Silence stretched. Then his voice cracked unexpectedly. "He's completely out of reach now."
Seo-young crouched in front of him. "He was already out of reach emotionally," she said gently. "This just added a title."
Jaewon shook his head. "No. Before, there was still… something. History. Connection." He swallowed. "Now he's someone people read about. Someone who moves cities and companies. Someone who left everything behind." His hands tightened together. "Including me."
Seo-young's gaze softened. "You're grieving him like he died."
"Feels like it," he whispered.
She studied him a moment longer. "So what are you going to do?"
He looked at her, lost. "What can I do? He made it clear. He doesn't want me in his life." His voice thinned again. "And now I don't belong anywhere near it."
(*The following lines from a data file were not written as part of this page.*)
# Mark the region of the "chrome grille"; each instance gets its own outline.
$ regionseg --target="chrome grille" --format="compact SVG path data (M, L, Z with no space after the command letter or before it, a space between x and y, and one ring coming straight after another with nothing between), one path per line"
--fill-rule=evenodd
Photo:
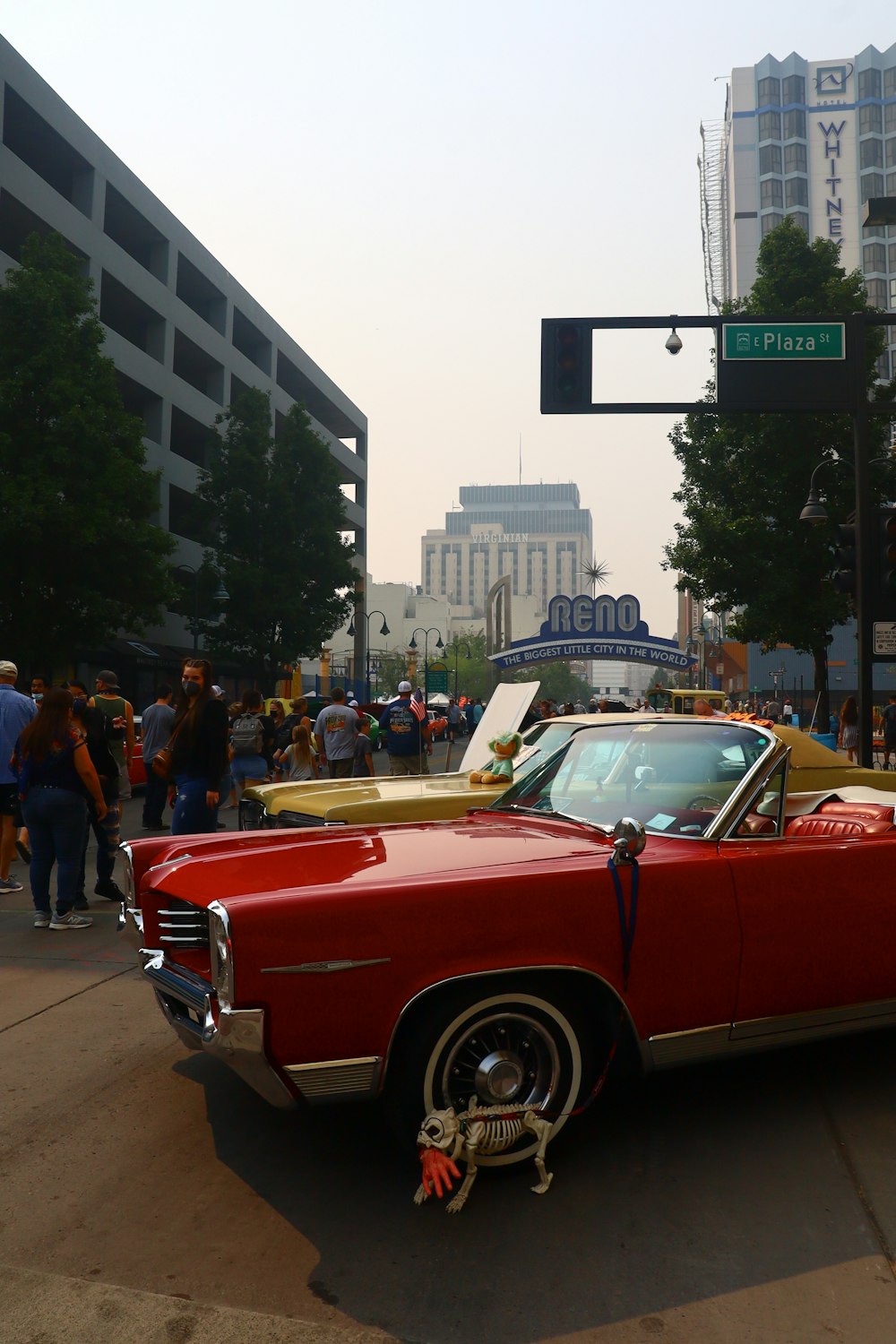
M265 804L257 798L240 798L238 816L240 831L262 831L265 827Z
M176 896L159 911L159 941L176 948L208 946L208 911Z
Seo-young leaned back against the couch, exhaling slowly. "Jaewon. Listen carefully." She waited until his eyes met hers. "You can't change what you did. You can't undo how he felt. You can't force him back. Those things are gone."
He nodded faintly.
"But you can decide what kind of person you are after losing him," she continued. "Right now you're just… dissolving."
He flinched.
"If you love him," she said, softer now, "then let that mean something bigger than regret. Let it change you. Otherwise this is just self-pity wearing romance."
The words settled heavily.
Jaewon leaned back, staring at the ceiling. A tear slid into his hairline. He did not wipe it away.
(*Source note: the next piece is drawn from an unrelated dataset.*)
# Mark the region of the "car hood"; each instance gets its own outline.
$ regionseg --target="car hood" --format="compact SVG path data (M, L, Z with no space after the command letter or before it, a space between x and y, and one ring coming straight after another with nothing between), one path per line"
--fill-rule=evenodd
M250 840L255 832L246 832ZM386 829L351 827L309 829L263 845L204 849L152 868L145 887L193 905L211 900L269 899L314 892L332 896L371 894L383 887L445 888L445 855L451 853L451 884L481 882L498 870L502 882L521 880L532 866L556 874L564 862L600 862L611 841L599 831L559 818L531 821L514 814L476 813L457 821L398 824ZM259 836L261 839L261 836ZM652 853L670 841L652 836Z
"I miss him," he said at last. "Every day." His voice barely held. "I keep thinking I'll forget the sound of his voice. And then I don't. It's still there. Like he just walked into another room."
Seo-young reached out, resting a hand lightly on his knee. "You loved him wrong," she said quietly. "But that doesn't mean the love itself was wrong."
He closed his eyes. More tears slipped free. "He's out there building everything he wanted," he whispered. "And I'm here… realizing too late I wanted to be part of it."
She squeezed his knee once. "Then accept that truth. Don't erase it just because it hurts."
He nodded weakly.
Later, long after Seo-young had gone to bed, Jaewon remained by the window. City lights shimmered across the glass, blurring into streaks when his vision clouded again. Somewhere far off, traffic murmured like distant surf.
CEO.
Taesan's face on the screen returned to him, composed and unreachable.
"He's really gone," Jaewon murmured.
The words no longer felt like fear. They felt like fact.
He pressed his forehead to the cool pane. Memories moved through him slowly. Study sessions. Shared meals. Quiet laughter. Unspoken trust he had never questioned until it was gone.
"I love you," he whispered into the dark city beyond the glass.
No answer came. Only the low hum of distant streets.
Jaewon stayed there until the lights blurred completely, holding nothing but memory and the quiet, enduring ache of love understood too late.